I am trying to understand an argument involving the pricing kernel $\xi_t$ in the context of a simple jump diffusion model for the price of an asset $S_t$: \begin{align} \xi_t = \exp \left[ -\theta W_t - \left( \frac{\theta^2}{2} + \lambda \kappa' \right)t + \sum_{n=1}^{N_t} (\gamma J_n + \nu) \right] \\ \frac{dS_t}{S_{t^-}} = (\mu -\lambda \kappa) dt + \sigma dW_t + (e^J - 1) dN_t \end{align} where $W_t, N_t, J$ are mutually independent and $N_t$ follows a Poisson process such that $E^P((e^J - 1)dN_t) = E^P(e^J - 1) E^P(dN_t) = \kappa \lambda dt$. We also have $\kappa' = e^\nu E^P(\exp(\gamma J)) - 1$.

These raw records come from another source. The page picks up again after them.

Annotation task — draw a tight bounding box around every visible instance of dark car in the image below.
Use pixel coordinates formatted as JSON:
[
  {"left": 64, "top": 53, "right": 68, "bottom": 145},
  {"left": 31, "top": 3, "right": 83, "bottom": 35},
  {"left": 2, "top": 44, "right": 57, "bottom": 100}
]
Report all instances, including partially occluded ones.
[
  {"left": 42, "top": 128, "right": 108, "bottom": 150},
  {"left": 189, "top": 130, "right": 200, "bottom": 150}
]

In that model, under the risk-neutral measure $Q$, we should find among other things these new parameter values for the jump part: $\kappa^* = E^Q(e^{J^*} - 1) \text{ and } \lambda^* = \lambda( \kappa' + 1)$. Now, I am not too familiar with jump-diffusion models, but to exploit my definition of $\kappa'$ later on, I would need to find something like this: \begin{equation} \frac{d\xi_t}{\xi_{t^-}} = - \theta dW_t - \left( \frac{1}{2}\theta^2 + \lambda \kappa' \right)dt + \exp(\gamma J + \nu)dN_t \end{equation} because I plan on exploiting the Euler equation under $P$: \begin{equation} E^P \left( \frac{d(\xi_t A_t)}{\xi_{t^-} A_{t^-}} \right) = 0 \end{equation} where $A_t$ is the price of some asset. Here, I'll be using a riskless bond to find a relationship with the riskless rate of return and, obviously, the stock price whose dynamics under $P$ is given above. In principle, this gives me the mapping between the parameters of $\xi_t$ and those of the model for $S_t$ (and the riskless rate of return).
Is it correct and, if so, can someone explicit the steps required to go from the pricing kernel to the differential equation describing its dynamics? I suppose I could show that the level process solves the SDE, but I want to know how to move from the level process to the SDE.
I am able to do it, unfortunately, only if $\gamma, \nu = 0$.